In his new book, Constitutional Polarization: A Critical Review of the U.S. Political System (2023), Josep Colomer examines the origins of political polarization in the United States, arguing that it is embedded in constitutional design. He contends the two-party political system and the separation of powers between the office of the president and Congress creates the gridlock the United States is experiencing today. The book reviews the history of bipartisan cooperation and posits why this historical moment is so different from the past. To discuss Colomer’s new book, the Georgetown Americas Institute welcomed Diana Kapiszewski, associate professor of government and the director of the Center for Latin American Studies at Georgetown University; Arturo Valenzuela, emeritus professor of government and foreign service at Georgetown University; Michael Bailey, Colonel William J. Walsh Professor of American Government at Georgetown University; and Colomer for a lively conversation about the future of American government and polarization in the U.S. political system.
This event was co-sponsored by Georgetown Americas Institute and the Center for Latin American Studies.

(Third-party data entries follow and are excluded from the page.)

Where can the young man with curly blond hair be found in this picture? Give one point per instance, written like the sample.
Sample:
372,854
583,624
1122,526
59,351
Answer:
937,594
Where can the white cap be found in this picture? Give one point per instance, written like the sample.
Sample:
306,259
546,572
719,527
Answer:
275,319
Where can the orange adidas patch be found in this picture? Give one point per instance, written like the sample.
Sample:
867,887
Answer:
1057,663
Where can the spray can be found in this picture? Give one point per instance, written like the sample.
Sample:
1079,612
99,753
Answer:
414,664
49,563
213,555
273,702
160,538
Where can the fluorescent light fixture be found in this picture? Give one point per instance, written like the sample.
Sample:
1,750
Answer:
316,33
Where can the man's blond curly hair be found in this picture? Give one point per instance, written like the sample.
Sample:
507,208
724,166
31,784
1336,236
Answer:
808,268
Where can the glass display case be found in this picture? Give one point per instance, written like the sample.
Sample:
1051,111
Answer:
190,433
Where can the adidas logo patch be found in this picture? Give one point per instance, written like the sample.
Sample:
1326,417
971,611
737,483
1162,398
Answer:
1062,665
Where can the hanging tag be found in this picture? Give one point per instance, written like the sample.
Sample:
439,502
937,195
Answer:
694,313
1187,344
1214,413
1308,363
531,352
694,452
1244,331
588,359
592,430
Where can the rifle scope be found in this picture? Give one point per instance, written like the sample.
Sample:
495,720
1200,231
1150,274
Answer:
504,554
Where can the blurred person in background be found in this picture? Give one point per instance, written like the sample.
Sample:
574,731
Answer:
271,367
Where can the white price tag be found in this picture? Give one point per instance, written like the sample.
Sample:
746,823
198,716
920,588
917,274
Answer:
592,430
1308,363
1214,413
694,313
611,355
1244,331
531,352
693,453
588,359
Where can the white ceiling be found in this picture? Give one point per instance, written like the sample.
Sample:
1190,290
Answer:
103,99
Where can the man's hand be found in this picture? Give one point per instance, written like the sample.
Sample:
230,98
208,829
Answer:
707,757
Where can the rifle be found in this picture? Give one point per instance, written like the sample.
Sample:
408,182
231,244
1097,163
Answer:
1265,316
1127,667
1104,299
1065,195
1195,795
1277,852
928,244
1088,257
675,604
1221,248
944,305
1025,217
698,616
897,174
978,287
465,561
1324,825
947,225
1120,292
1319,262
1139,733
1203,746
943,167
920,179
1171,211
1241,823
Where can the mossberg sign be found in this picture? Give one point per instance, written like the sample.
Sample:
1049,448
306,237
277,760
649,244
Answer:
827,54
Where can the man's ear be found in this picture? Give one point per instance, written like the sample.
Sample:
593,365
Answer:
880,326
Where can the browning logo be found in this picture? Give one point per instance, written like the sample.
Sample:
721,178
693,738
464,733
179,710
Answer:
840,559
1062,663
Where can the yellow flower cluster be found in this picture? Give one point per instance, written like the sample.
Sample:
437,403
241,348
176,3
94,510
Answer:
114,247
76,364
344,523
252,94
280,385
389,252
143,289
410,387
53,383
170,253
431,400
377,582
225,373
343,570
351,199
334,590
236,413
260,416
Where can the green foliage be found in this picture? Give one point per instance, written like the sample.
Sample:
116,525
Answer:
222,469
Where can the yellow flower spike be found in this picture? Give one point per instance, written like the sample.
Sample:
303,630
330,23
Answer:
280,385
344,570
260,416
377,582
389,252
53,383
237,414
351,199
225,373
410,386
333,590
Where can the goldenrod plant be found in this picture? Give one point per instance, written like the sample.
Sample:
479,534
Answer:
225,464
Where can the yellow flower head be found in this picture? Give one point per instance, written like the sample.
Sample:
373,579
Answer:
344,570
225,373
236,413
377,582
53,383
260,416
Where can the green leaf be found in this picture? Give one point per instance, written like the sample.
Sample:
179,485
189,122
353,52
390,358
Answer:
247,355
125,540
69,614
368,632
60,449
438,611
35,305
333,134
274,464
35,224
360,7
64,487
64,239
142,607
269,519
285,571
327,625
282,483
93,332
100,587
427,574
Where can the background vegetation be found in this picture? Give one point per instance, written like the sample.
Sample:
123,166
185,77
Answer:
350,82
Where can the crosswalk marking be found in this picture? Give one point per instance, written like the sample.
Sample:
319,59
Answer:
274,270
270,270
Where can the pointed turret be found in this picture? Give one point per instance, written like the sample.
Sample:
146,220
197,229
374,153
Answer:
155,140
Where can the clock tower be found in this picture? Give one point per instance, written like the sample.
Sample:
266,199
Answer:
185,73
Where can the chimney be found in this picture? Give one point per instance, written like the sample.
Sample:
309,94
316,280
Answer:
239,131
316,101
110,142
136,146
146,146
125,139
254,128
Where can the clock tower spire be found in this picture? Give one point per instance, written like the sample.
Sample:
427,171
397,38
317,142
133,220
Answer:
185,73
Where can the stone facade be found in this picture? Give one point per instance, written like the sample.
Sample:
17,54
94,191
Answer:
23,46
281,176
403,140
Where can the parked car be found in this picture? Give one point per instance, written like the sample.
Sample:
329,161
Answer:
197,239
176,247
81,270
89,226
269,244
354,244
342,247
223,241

Josep M. Colomer is a scholar, professor, and author in political science and political economy. Colomer was a professor at Georgetown University, where he is now an associate researcher at its BMW Center for German and European Studies. He is also a current associate researcher at the Institute for Political and Social Studies of the Autonomous University of Barcelona. His areas of expertise include democratization, political institutions, forms of government, electoral and voting systems, the European Union, United States politics, and global political institutions. Colomer is the author or editor of 26 books in six languages and about 200 academic articles and book chapters, as well as several hundred op-ed articles published by newspapers in several countries. He was a founding member of the Spanish Political Science Association (AECPA), a life member of the American Political Science Association (APSA), and an elected member of the Academia Europaea.
Diana Kapiszewski is associate professor of government and the director of the Center for Latin American Studies at Georgetown University. Her research interests include public law, comparative politics, and research methods. Her first book, High Courts and Economic Governance in Argentina and Brazil (2012), which received the APSA Law and Courts Section's C. Herman Pritchett Award, explores high court-elected branch interactions over economic policy in Argentina and Brazil in the post-transition period. Her current work examines judicial politics and the uses of law in Latin America. Kapiszewski received her Ph.D. in political science from the University of California, Berkeley in 2007.
Arturo Valenzuela is emeritus professor of government and foreign service at Georgetown University. From 1987 to 2009, he directed the Latin American Studies Program and was the founding director of the Center for Latin American Studies. Valenzuela has previously served as assistant secretary for Western Hemisphere affairs in the U.S. Department of State, special assistant to the president and senior director for inter-American affairs at the National Security Council, and as a consultant to the Senate Democratic Policy Committee. As part of his scholarly work he has served as an advisor on political and constitutional reform in Bolivia, Chile, Brazil, Mexico, and Colombia. He has been a consultant to the Ford Foundation, the Inter-American Foundation, Freedom House, and other non-profit organizations. From 2014 to 2020 he was senior international policy advisor at Covington and Burling, a global law firm headquartered in Washington, DC.
Michael A. Bailey is the Colonel William J. Walsh Professor of American Government in the Department of Government and McCourt School of Public Policy at Georgetown University. His research focuses on applying statistical techniques to answering questions at the intersection of political science, policy, law, and economics. In his work on the U.S. Supreme Court, Bailey has studied the role of ideology and legal values on Supreme Court decision-making, producing The Constrained Court: Law, Politics and the Decisions Justices Make with Forrest Maltzman (2011), among other publications. He has done extensive work in public opinion and welfare policy.